GetUserIdentity func(ctx context.Context, accessToken string) (userID, displayName string, err error)
}
OAuthMeta describes how a connector participates in the OAuth 2.0 flow. The generic manager handler uses AuthorizeURL and Scopes to build the consent redirect; GetUserIdentity is called after the token exchange to resolve who the token belongs to.
Set Module.OAuth to a non-nil pointer to opt in. The manager UI will render an "OAuth App" section on the connector list page and a "Connect" button on user-token rows automatically.
type OpHealth ¶ added in v0.10.0
OpHealth is one entry in the report returned by Module.HealthCheck.
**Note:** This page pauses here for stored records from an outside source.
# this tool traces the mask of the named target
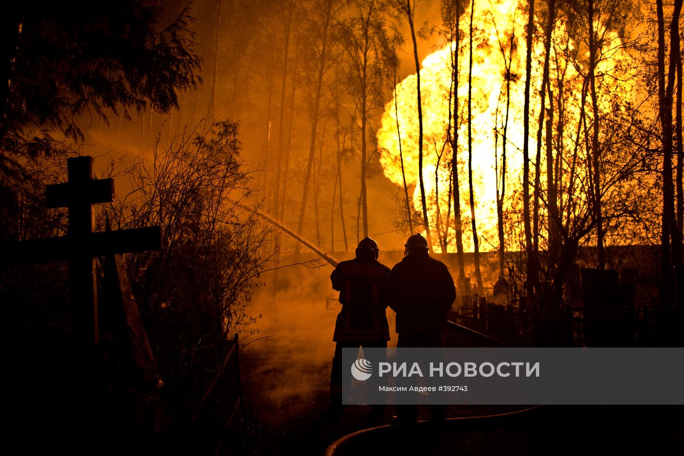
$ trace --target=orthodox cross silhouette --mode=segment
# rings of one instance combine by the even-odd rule
[[[71,333],[78,344],[99,338],[95,257],[161,248],[159,227],[94,232],[93,204],[114,201],[113,179],[94,179],[92,157],[67,160],[68,180],[47,186],[48,207],[67,207],[66,236],[10,242],[2,246],[3,263],[68,260]]]

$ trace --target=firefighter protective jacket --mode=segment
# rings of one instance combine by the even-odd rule
[[[342,310],[337,315],[332,340],[389,340],[384,299],[389,270],[389,268],[369,255],[357,255],[354,259],[337,265],[330,275],[330,281],[332,288],[340,292]]]
[[[456,290],[444,263],[412,252],[392,268],[386,296],[397,312],[397,333],[441,333]]]

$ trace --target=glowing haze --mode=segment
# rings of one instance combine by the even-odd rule
[[[479,6],[478,3],[482,6]],[[471,124],[473,135],[473,187],[475,201],[475,217],[477,233],[480,238],[481,250],[492,250],[499,247],[497,240],[496,183],[497,175],[495,164],[498,160],[501,172],[503,125],[505,123],[506,81],[505,62],[509,58],[511,36],[514,46],[511,53],[510,104],[508,115],[506,146],[506,188],[504,212],[515,212],[514,203],[519,198],[514,195],[521,188],[523,168],[524,92],[525,83],[525,60],[526,42],[525,29],[527,23],[527,2],[490,1],[475,3],[473,21],[473,89],[472,118]],[[461,16],[460,53],[459,57],[458,76],[458,175],[461,197],[461,214],[462,216],[463,242],[465,250],[473,249],[472,233],[470,229],[470,206],[468,186],[468,64],[469,64],[469,23],[470,11],[467,10]],[[542,73],[544,65],[543,24],[537,19],[537,36],[533,41],[534,49],[532,58],[531,86],[530,89],[530,129],[529,156],[531,170],[534,170],[536,155],[536,135],[541,97]],[[588,50],[575,43],[568,37],[562,21],[557,21],[553,34],[550,63],[550,80],[553,102],[557,102],[559,96],[559,79],[563,81],[561,99],[565,108],[564,132],[559,142],[555,126],[557,118],[554,120],[553,142],[554,160],[558,153],[557,145],[562,144],[563,150],[568,151],[568,155],[575,151],[577,158],[583,162],[586,150],[584,133],[581,131],[579,141],[577,141],[577,127],[579,121],[579,105],[581,99],[583,79],[581,75],[586,75],[586,66],[588,60]],[[600,24],[597,27],[601,29]],[[624,62],[631,57],[621,47],[621,42],[614,34],[609,31],[608,37],[603,51],[603,60],[596,68],[597,74],[620,76],[618,81],[627,81],[632,76],[629,65]],[[501,44],[500,44],[501,43]],[[423,115],[423,179],[428,200],[428,214],[433,243],[436,251],[440,251],[436,240],[438,212],[435,203],[438,194],[438,207],[442,233],[445,223],[445,214],[451,214],[448,223],[449,251],[456,251],[453,208],[449,210],[451,201],[449,195],[450,167],[452,151],[447,142],[447,131],[449,123],[449,92],[451,84],[451,50],[455,43],[449,43],[443,48],[428,55],[423,61],[421,70],[421,94]],[[503,51],[502,48],[503,47]],[[579,51],[577,51],[579,49]],[[504,55],[505,53],[505,55]],[[575,54],[577,57],[568,59],[565,56]],[[572,63],[570,61],[572,60]],[[627,69],[623,68],[627,67]],[[578,68],[581,71],[578,72]],[[610,79],[609,81],[607,80]],[[631,86],[627,82],[616,81],[616,79],[602,77],[597,79],[598,106],[601,114],[606,114],[614,109],[611,103],[617,96],[623,100],[631,99]],[[417,211],[421,212],[420,188],[418,186],[418,116],[416,97],[416,76],[411,75],[399,82],[395,88],[395,97],[398,105],[399,127],[402,139],[402,149],[406,172],[407,186],[413,189],[412,203]],[[547,92],[546,105],[549,107]],[[590,114],[590,100],[586,101],[587,115]],[[403,188],[402,168],[399,157],[399,142],[397,131],[397,116],[395,99],[389,102],[382,118],[381,127],[378,131],[378,147],[380,148],[380,163],[384,173],[393,183]],[[557,117],[557,116],[556,116]],[[497,137],[498,135],[498,138]],[[544,136],[542,136],[542,138]],[[579,147],[575,147],[575,142]],[[443,154],[439,161],[436,179],[438,155]],[[545,170],[545,145],[542,146],[541,169]],[[568,183],[569,171],[564,170],[563,158],[561,164],[560,191],[570,190]],[[584,170],[577,171],[583,173]],[[534,172],[531,173],[534,175]],[[499,174],[499,180],[500,180]],[[581,176],[580,175],[580,179]],[[545,172],[541,173],[542,187],[545,188]],[[531,175],[531,182],[534,175]],[[573,194],[577,191],[577,187]],[[581,190],[581,189],[580,189]],[[544,215],[543,208],[540,210]],[[515,225],[515,224],[514,224]],[[521,225],[521,224],[520,224]],[[507,236],[521,231],[521,227],[509,227]],[[443,236],[443,234],[442,234]],[[514,236],[518,238],[517,234]]]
OK=true means the configured credential has every upstream permission the operation needs; OK=false means the op should be system-disabled and Reason explains what is missing (e.g. "needs scope: chat:write").
HealthCheck implementations should return one OpHealth per operation the module exposes that can be permission-checked; ops omitted from the report are left untouched (neither system-disabled nor cleared).
type Operation ¶
type Operation struct {
Key string
Name string
Description string
Input []entity.Config
Execute ExecuteFunc
Destructive bool
// Docs carries the opt-in self-documentation fields the workflow
// MCP `workflow_node_detail` op surfaces to AI clients (examples,
// quirks, templateable fields, pair-with, common pitfalls).
// Zero-value Docs = current behaviour; populate per op when worth
// it. See pkg/wickdocs + internal/docs/workflow/24-describe-contract.md.
wickdocs.Docs
}
Operation is one named action exposed by a connector definition. A single connector can carry many operations: a "github" connector might have list_repos, create_issue, list_issues, add_comment.
Description is the load-bearing field for the LLM — it is shown verbatim in the wick_list / wick_search payload and is the primary signal the model uses to decide whether to call this op. Use action verbs and be specific ("List repositories visible to the authenticated user", not "list").
Destructive marks operations that mutate state in a way that is hard or impossible to undo (delete, force-push, send message, post comment). Wick uses this hint to default the per-instance toggle to off so admins must explicitly opt in, and to surface a warning chip in the admin UI.
func Op ¶
func Op[I any](key, name, description string, input I, exec ExecuteFunc, docs wickdocs.Docs) Operation
Op is a small constructor that reflects a typed input struct into the Operation's Input rows. Equivalent to building Operation{} by hand and calling entity.StructToConfigs(input) yourself, but reads nicer when listing many operations inline.
docs carries the optional self-documentation bundle exposed by the workflow MCP `workflow_node_detail` op — quirks, examples, sample payloads, pair-with, common pitfalls. Pass `wickdocs.Docs{}` when the op has no extra guidance; the description + reflected schema alone are already enough for callers in that case.
connector.Op("query", "Query Logs",
"Search Loki using LogQL.",
QueryInput{}, queryExec, wickdocs.Docs{})
Pass struct{}{} as input when the operation takes no input arguments.
func OpDestructive ¶
func OpDestructive[I any](key, name, description string, input I, exec ExecuteFunc, docs wickdocs.Docs) Operation
OpDestructive is the destructive-marked variant of Op. The resulting Operation defaults to disabled when a new instance is created, and the admin UI flags it so admins know to verify before enabling.
type ProgressReporter ¶
ProgressReporter receives incremental progress events emitted by a connector during a long-running call. The MCP layer wires an implementation that pushes JSON-RPC notifications/progress frames over the active SSE response; the JSON transport supplies no reporter and ReportProgress becomes a no-op.
Report MUST NOT block the caller — implementations drop events when the client is slow or has disconnected rather than back-pressuring the connector that emits them.